How to Successfully Scale a Flat Organisation
Many startups today have adopted a “self-directed” model, which includes flat organizational structures, minimal hierarchy, self-management, and an emphasis on empowerment. When these companies are small, this model confers all sorts of advantages. But it’s hard for companies to stick to that model when they grow and scale. Some companies have successfully managed it, however — a set of pioneering self-directed companies based in the greater Helsinki area, in Finland. The authors have studied those companies and here distill what they learned about their secrets to success.
In recent years, we’ve seen a proliferation of companies whose operations are based on flat organizational structures, minimal hierarchy, self-management, and empowerment. Such “self-direction” has been shown to bring benefits such as agility, speed of learning, and resilience, and it tends to make companies more democratic and inclusive.
Startups, in particular, often adopt a self-directed approach, but when they grow and scale up, many become more or less “normal” — which is to say their middle-management ranks swell, and they develop increasingly large bureaucracies and hierarchies. The same risks hold true when self-directed companies are acquired by others, as was the case when Zappos was bought by Amazon. These are daunting challenges. How can self-directed companies develop new strategies and coordination mechanisms as they scale, while also retaining their culture, values and ethos?
To answer these questions we studied a fascinating cluster of self-directed companies in Finland that are ahead of the curve. Among them were the game-development companies Supercell and Futureplay, the tech consultancies Futurice and Vincit, and the last-mile delivery company Wolt, all of which are based in the greater Helsinki area. This region, sometimes referred to as the “Silicon Valley of the North,” has in the past few years produced many self-directed companies that have had huge international success while innovating to retain their self-directed values of equality and empowerment.
We studied the case of Futurice (where one of us, Anni, has worked) as a representative example, and we found that it, like the other companies in our cluster, has focused on the following six factors as the keys to retaining its edge while growing.
Organic modular design. Scaling up means getting bigger — and that tends to mean new hierarchies and control mechanisms, which reduce agility and flexibility. To avoid this problem, companies can divide themselves into smaller modules. Futurice has done this by making the teams and parts of its organization into “tribes” with a high degree of autonomy. Other companies in the cluster have made similar moves.
Coordination through enabling mechanisms. Growth creates a need for coordination, which can easily stifle autonomy. Companies can overcome this problem by developing enabling mechanisms. One such mechanism used at Futurice is a 3×2 framework that’s designed to support strategic decision-making throughout the organization and across tribes.

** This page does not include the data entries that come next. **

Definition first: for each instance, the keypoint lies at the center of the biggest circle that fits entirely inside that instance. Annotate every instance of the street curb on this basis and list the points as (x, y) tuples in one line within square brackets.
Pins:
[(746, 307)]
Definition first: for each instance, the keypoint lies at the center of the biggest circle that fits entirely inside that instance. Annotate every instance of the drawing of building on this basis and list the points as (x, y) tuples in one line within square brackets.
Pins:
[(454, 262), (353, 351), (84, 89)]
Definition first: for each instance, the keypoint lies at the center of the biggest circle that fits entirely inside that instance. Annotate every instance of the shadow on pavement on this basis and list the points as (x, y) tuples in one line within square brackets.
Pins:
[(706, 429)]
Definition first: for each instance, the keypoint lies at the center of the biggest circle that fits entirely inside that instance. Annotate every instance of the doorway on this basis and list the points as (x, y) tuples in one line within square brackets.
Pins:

The idea is simple: You’re free to make a decision as long as you feel confident that it will benefit your clients, colleagues, and numbers (the “3” component of the 3×2), and that it will do so both today and tomorrow (the “2”). The company collectively articulates objectives and key results but gives its tribes a high degree of freedom in figuring out how to achieve them. Formal rules and processes are out. Instead, to share learning and information across teams and functions, the company encourages active dialogue on Slack and in community gatherings — a minimal approach to coordination that several companies in our cluster refer to as “no nonsense” or “no bullshit.”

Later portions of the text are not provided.